Holy Flame, of course, is not a new movie, but I feel privileged to see it on the big screen in a theater full of appreciative fans. It’s lightweight entertainment and no threat to make the List of the Weirdest Movies Ever Made, but it makes for an exhilaratingly exotic popcorn movie for a Sunday afternoon matinee.
I was surprised In Search of the Ultra-Sex was not scheduled for midnight, but rather at a respectable 9:30 PM. Like Holy Flame, this screening was more popular with regular ticket holders than with the press. Also, no one in line was wearing a raincoats, and the percentage of women in attendance was about the same as for any other movie. This demographic info is only odd because Ultra-Sex is a pastiche movie made up (mostly) of clips from adult films from the 1970s to early 1990s (with the hardcore portions edited out, although it comes as close as possible without crossing the line). Maybe we’re in for a new age of porno chic; more likely, though, the explanation is that what was once forbidden sleaze has now turned into risible kitsch, the fate of every popular art form.
Ultra-Sex stitches together scenes from dozens of adult movies, using comic overdubbing (from two guys, voicing both male and female roles) to create a science fiction story about… well, as might be expected, what it’s “about” is pretty incoherent. It has something to do with the search for the Ultra-Sex, which is a something-or-other that makes Earthlings hump like rabbits whose feed pellets were accidentally replaced with Viagra, either because of its presence or because of its absence, I could never tell which. The action occurs both on Earth and in space. The clips—which include robot-controlled dildos, lactating Power Rangers (!), and Mr. Spock gettin’ it on, among other sexy absurdities—can be hilarious, and I would have been happy to see a curated collection of such snippets. (The evening’s biggest grossout moment came courtesy of a nose-fellatio gag from a “Cyrano de Bergerac” porn parody). Footage from the non-porno badfilm Samurai Cop makes up one of the many subplots, and the story also contains bits from the infamous Edward Penishands. There is one amazing stop-motion sequence involving fornicating Barbie dolls and a giant blow-up monster who is subdued by toy tanks firing dildos; Google suggests a French short called “Le Toy Shop” is the best candidate for this one. As fun as much of this is, I found the What’s Up, Tiger Lily?-styled narration lame and juvenile (characters named “General Willy” and spaceships dubbed “Foreskin Five” are typical jokes). It’s an unneeded excuse to enjoy clips that would probably have been funnier without the commentary.

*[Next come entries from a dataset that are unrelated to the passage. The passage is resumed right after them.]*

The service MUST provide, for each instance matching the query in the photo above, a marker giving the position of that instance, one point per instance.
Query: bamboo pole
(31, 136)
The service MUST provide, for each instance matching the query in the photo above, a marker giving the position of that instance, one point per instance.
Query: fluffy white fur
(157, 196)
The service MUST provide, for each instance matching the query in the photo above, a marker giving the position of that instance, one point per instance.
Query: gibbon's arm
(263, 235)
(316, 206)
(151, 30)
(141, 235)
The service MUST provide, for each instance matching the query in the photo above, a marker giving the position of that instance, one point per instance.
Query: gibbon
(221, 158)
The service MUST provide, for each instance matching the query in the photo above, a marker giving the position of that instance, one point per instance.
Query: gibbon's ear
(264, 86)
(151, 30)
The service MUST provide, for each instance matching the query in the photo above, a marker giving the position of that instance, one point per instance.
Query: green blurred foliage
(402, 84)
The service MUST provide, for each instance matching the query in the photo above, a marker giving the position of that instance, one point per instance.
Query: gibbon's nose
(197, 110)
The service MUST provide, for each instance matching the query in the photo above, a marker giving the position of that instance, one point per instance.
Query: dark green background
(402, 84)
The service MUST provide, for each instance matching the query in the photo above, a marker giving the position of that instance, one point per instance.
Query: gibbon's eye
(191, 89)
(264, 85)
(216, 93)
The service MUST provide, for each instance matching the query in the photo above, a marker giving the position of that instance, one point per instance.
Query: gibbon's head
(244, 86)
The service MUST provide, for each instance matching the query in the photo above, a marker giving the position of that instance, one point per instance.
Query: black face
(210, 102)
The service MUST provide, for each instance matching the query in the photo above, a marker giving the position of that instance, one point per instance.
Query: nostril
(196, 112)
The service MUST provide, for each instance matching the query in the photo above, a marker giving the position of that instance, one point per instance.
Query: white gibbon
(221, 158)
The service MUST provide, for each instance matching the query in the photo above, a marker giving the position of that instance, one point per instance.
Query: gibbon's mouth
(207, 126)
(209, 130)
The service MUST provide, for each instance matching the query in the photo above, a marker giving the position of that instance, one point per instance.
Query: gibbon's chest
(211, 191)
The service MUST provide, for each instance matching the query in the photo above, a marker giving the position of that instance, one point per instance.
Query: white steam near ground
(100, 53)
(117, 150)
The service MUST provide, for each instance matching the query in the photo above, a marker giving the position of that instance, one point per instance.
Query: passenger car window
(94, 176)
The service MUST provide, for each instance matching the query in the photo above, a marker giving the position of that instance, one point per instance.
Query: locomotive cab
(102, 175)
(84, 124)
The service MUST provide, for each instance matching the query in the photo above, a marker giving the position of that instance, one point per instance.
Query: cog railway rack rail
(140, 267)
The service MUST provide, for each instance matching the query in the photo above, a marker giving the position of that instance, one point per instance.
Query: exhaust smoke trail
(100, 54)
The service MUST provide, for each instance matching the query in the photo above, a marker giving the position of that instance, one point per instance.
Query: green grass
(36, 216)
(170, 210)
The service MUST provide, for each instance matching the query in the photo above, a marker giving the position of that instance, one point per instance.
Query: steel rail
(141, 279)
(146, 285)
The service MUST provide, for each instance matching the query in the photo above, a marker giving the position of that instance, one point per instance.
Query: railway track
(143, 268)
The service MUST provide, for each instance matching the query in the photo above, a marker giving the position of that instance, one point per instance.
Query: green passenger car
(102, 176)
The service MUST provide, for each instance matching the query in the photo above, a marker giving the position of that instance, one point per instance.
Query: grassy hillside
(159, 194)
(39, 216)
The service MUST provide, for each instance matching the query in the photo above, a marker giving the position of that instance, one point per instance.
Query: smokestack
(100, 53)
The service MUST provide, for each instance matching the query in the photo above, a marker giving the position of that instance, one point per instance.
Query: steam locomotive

Ultra-Sex‘s prospects for legitimate distribution are, I fear, nil. I can’t believe all of the source material was cleared, and although the producers could certainly argue these clips can be appropriated through fair use and parody, I doubt any major distributor would be willing to take on the potential liability involved.
On to tomorrow, my final day of the Festival, when I’ll close with Pat Tremblay‘s psychedelic experimental satire Atmo HorroX and a brief recap of the Festival’s weird offerings.